Back in Congress, going after high-tech executives is just what they need to do to fill the time between the difficult task of passing tech legislation. It’s been six years since the Cambridge Analytica scandal, in which Zuckerberg became the first major technology executive to be brought before Congress. This was a revelation, as he felt that Facebook might finally be defeated.
However, going out on Wednesday Zuckerberg’s 8th person. And neither Facebook nor the other technology platforms were defeated. The United States has not passed a single federal law. Meanwhile, Facebook is tech-cleansing its name to remove the stench of data scandals and Kremlin infiltration, occasionally subjecting its CEO to ritual slaughter on the Senate floor.
Symbols of the decline of America’s global dominance at the end of an empire, the collapse of Congress and takeover by corporate interests, the senator forcing Zuckerberg to apologize to his family while Congress was in session, and rebels finding each other. To understand that big white building that was stormed. on social media platforms – doing absolutely nothing to curb the singular power of his company. That’s as good a place as any to start.

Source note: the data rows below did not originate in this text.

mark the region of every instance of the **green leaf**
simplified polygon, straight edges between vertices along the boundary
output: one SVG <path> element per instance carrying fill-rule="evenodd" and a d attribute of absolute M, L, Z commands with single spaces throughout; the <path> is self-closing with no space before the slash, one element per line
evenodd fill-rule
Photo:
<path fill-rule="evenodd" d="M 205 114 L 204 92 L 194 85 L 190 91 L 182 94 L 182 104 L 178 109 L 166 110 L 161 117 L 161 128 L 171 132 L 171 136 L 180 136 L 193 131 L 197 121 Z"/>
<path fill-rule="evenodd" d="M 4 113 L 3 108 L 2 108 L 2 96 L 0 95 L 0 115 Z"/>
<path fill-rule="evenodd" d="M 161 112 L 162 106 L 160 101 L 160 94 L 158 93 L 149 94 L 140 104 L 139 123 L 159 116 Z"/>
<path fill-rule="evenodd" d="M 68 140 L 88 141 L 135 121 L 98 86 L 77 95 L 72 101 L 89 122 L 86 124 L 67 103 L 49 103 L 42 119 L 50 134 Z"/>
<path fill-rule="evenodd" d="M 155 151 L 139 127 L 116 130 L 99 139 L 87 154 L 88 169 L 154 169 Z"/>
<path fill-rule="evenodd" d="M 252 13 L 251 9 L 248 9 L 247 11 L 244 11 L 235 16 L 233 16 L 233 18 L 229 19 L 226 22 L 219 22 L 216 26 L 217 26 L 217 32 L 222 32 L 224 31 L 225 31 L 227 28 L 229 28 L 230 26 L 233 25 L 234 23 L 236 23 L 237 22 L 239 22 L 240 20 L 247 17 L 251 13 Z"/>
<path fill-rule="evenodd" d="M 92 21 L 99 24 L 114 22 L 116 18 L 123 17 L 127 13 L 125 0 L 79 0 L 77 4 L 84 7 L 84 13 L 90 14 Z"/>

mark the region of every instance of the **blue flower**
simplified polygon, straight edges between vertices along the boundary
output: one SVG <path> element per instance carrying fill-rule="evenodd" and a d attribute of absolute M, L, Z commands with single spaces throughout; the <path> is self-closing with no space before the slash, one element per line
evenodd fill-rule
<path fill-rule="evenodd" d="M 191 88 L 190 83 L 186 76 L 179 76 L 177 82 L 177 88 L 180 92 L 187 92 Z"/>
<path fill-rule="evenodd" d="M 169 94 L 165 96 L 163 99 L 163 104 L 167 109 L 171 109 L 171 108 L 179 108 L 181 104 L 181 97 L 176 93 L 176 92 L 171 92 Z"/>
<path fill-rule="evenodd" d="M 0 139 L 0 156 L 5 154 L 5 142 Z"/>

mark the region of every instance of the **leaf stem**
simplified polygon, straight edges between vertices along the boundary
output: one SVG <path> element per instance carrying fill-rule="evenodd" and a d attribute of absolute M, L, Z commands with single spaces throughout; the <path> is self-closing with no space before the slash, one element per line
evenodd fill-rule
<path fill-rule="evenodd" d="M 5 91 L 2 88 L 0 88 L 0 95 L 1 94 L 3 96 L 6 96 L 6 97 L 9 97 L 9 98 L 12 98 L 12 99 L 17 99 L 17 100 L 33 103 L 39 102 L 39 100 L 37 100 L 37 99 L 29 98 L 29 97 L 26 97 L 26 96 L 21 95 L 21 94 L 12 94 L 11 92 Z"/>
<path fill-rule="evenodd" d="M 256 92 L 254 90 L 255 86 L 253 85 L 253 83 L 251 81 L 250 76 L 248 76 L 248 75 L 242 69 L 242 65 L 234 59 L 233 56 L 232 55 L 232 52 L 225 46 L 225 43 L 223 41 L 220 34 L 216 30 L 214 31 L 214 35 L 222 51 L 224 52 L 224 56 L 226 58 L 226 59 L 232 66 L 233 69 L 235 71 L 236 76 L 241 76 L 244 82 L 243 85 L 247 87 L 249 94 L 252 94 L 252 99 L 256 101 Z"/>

It took us eight years to learn the lessons of 2016, and yet here we are.Britain responded as follows: weaken the body It protects our elections and degrades data protection laws. “Unlocking post-Brexit opportunities”. American Congressional committees have now become cargo cults of ritualized accountability. Meanwhile, new technological silver bullets are on the market that have the potential to create untold economic opportunities, deadly biological weapons, and destabilize what is left of liberal democracy. Probably both.
Carole Cadwalladr is a reporter and features writer for the Observer.